CLEVELAND HEIGHTS, Ohio — The restaurant industry has constantly tried to find creative ways to stay afloat during the coronavirus pandemic. Now, the concept of “ghost kitchens” may be catching on in the Cleveland area.
Ghost kitchens gained popularity in densely populated urban areas, where the high cost of real estate made restaurants without dining rooms appealing.
“I love when I start talking about this with people and they think it’s a whole restaurant that has ghosts running around,” laughed John Barker, CEO for the Ohio Restaurant Association.
But take a peek inside what used to be Cleveland chef Doug Katz’s catering kitchen and you won’t find any ghosts — just trained chefs and cooks.
There’s also no signage, but the location tucked away in Cleveland Heights now operates as Katz’s new South American restaurant Chimi.
“Really since March, we’ve really had to pivot,” Katz said.

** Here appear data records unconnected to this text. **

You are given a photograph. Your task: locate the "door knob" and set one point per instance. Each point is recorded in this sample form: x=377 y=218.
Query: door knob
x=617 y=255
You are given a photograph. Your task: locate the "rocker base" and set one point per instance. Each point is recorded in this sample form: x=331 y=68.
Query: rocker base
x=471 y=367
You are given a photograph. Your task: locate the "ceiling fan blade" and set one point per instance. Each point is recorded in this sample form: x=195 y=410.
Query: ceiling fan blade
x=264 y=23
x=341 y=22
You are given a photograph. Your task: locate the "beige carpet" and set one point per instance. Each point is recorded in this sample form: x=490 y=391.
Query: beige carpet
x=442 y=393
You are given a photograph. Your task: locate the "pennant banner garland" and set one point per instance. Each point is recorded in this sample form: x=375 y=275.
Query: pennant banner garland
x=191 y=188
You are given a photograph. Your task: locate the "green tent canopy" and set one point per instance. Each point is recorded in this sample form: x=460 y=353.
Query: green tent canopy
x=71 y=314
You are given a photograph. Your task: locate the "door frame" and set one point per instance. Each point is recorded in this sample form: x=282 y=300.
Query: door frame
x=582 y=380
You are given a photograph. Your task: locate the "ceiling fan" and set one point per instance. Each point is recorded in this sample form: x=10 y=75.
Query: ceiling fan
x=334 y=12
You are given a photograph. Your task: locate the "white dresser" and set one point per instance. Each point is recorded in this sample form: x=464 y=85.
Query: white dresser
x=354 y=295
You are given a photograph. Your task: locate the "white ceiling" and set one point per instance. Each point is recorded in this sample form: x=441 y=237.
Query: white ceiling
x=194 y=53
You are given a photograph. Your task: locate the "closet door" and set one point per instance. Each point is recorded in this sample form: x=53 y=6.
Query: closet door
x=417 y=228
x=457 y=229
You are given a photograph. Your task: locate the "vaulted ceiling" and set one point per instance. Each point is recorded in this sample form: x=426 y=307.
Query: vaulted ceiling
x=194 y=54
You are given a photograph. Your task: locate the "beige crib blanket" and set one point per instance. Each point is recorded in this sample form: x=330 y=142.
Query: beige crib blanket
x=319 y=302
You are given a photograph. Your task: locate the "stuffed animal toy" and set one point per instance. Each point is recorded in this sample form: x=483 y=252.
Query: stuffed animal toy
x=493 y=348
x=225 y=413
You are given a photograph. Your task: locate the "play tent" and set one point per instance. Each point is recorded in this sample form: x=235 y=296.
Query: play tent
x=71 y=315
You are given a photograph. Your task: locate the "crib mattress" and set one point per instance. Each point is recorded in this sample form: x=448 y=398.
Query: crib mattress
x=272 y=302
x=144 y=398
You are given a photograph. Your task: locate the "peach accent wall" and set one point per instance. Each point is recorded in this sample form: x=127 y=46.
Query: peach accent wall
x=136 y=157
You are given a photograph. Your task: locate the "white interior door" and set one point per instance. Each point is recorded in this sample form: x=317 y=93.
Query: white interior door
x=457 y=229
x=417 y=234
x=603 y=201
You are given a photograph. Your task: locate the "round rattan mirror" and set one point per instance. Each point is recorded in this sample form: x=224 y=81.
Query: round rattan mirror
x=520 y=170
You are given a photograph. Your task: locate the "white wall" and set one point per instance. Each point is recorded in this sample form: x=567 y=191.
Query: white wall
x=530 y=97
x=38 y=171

Because of the pandemic, Katz had to close down his popular restaurant Fire — nearly twenty years after he opened it in Shaker Square.
“It was my dream restaurant,” he said.
But since then, he’s been dreaming bigger.
The catering kitchen used to dish out gourmet meals and decadent desserts for galas, events and sports teams — until coronavirus put an end to all of that.
Now, Chimi only offers takeout and delivery — no dining room for guests to sit.
Soon, they’ll also begin serving a new concept out of that kitchen, an Indian restaurant called Amba.
“I think the surprising nature is that you can be super successful where that no one sees, no one knows what’s happening and you can have amazing food,” Katz said of the "ghost kitchen" concept.
All of the ordering is done through an app on your phone, or a website on your computer. Ghost Kitchens have become in popular in larger urban areas. Think Chicago, San Francisco, Los Angeles.
“You create a great logo, you create a great menu and you’re able to produce that food for people in sort of a hidden place,” Katz explained.
“It’s a way to keep your cost down from an operation standpoint because you don’t have to run a restaurant,” Barker said, adding that several have also popped up in the Columbus area. “But you do have delivery costs to deal with so you trade one cost for another.”
“What you’re really judging is that once you get that food, is it something you’d want to order again?” Katz said about finding success.
For Katz — this concept is only a placeholder during the pandemic.
He says they want to get back into the business of hospitality and entertaining guests, as they’ve done for decades.